Surimi and Aspargus Doria
By OcadoLife
Published on 29 August 2023
“Doria, like this Surimi and Asparagus Doria, is a rich gratin-style rice-based dish popular in Japan,” says chef, food writer and broadcaster Tim Anderson, creator of our Japanese bar bites and author of Your Home Izakaya.
Time and servings
35 minsTotal time
6Servings
15 minsPrep time
20 minsCooking time
Ingredients
- 300g Japanese white rice
- 40g unsalted butter, plus extra for the dish
- 1 echalion shallot, finely chopped
- 1 clove garlic, finely chopped
- 4 tbsp plain flour
- 360ml milk
- 100ml double cream
- 3 tbsp white wine
- 50g white miso paste
- 1 pinch ground nutmeg
- 150g asparagus tips or fine asparagus, cut into 5cm chunks
- 2 (120g) packs seafood sticks
- 50g parmesan, finely grated
- 50g mild cheddar, grated
- 100g gruyère or similar swiss cheese, grated
- 1 handful panko breadcrumbs
Method
Step 1
Wash the rice in a few changes of water, then drain well in a sieve. Tip into a pan, add 400ml water, then set over a high heat and bring to the boil. As soon as it boils, place a lid on the pan and reduce the heat to very low. Cook for 15 mins, then remove from the heat and rest in the pan for 10 mins. Remove the lid and fluff up the rice with a fork or chopsticks.Step 2
Meanwhile, melt the butter in a small saucepan over a medium heat and add the shallot. Cook for about 5 mins, until soft and translucent, then add the garlic and cook for another 3-4 mins until soft.Step 3
Use a balloon whisk to mix in the flour, then add the milk in a slow, steady stream whisking constantly to prevent lumps. Once all of the milk has been incorporated, add the cream, wine, miso, nutmeg and some freshly ground black pepper, to taste, and whisk thoroughly to break up the miso.

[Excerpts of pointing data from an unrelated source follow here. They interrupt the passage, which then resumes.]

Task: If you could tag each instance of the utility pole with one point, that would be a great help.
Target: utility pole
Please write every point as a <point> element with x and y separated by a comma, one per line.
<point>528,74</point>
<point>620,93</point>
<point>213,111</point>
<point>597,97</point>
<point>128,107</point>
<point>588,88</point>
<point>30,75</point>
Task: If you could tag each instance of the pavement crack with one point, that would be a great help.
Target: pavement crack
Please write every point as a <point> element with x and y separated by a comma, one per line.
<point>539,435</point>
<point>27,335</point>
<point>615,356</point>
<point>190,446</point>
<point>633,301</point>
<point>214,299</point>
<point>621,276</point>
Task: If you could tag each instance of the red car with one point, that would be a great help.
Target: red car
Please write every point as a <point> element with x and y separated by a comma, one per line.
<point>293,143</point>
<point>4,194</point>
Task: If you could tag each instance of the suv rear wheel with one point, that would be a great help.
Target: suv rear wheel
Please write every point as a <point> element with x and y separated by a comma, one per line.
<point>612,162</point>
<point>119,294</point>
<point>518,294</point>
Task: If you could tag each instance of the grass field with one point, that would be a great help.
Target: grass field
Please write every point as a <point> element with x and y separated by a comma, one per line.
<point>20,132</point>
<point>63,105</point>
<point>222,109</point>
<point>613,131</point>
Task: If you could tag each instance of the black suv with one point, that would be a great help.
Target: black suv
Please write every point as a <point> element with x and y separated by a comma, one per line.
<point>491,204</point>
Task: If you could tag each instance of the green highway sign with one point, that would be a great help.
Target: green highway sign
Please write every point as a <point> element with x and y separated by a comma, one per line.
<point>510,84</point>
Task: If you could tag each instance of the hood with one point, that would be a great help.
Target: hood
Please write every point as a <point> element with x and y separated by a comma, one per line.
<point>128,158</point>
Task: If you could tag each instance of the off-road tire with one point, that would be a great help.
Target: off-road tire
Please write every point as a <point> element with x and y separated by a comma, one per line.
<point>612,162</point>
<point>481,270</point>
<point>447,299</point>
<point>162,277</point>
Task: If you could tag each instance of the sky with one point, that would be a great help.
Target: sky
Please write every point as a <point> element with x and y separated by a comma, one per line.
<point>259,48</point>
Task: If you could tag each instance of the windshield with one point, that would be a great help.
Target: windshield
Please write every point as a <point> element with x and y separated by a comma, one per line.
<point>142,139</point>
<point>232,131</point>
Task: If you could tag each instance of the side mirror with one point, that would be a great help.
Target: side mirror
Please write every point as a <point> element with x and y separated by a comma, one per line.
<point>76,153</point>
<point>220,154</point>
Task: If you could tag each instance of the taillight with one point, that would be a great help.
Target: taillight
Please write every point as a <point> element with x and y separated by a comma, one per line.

Add the asparagus, bring to the boil, and cook for about 3 mins, stirring often, until the asparagus is just cooked through. Remove from the heat and then stir in the seafood sticks.Step 4
Preheat the grill to medium. Mix the grated cheeses and panko breadcrumbs together. Grease a baking or gratin dish with a little butter and pack the rice into an even layer on the bottom; use a good amount of pressure when you do this, so the rice is quite dense and compact and there are no cracks for the white sauce to seep into. Pour over the sauce, asparagus and seafood sticks, then cover with the cheese-panko mixture. Grill on medium for about 5 mins, or until the surface is browned and bubbling. Serve immediately in small bowls.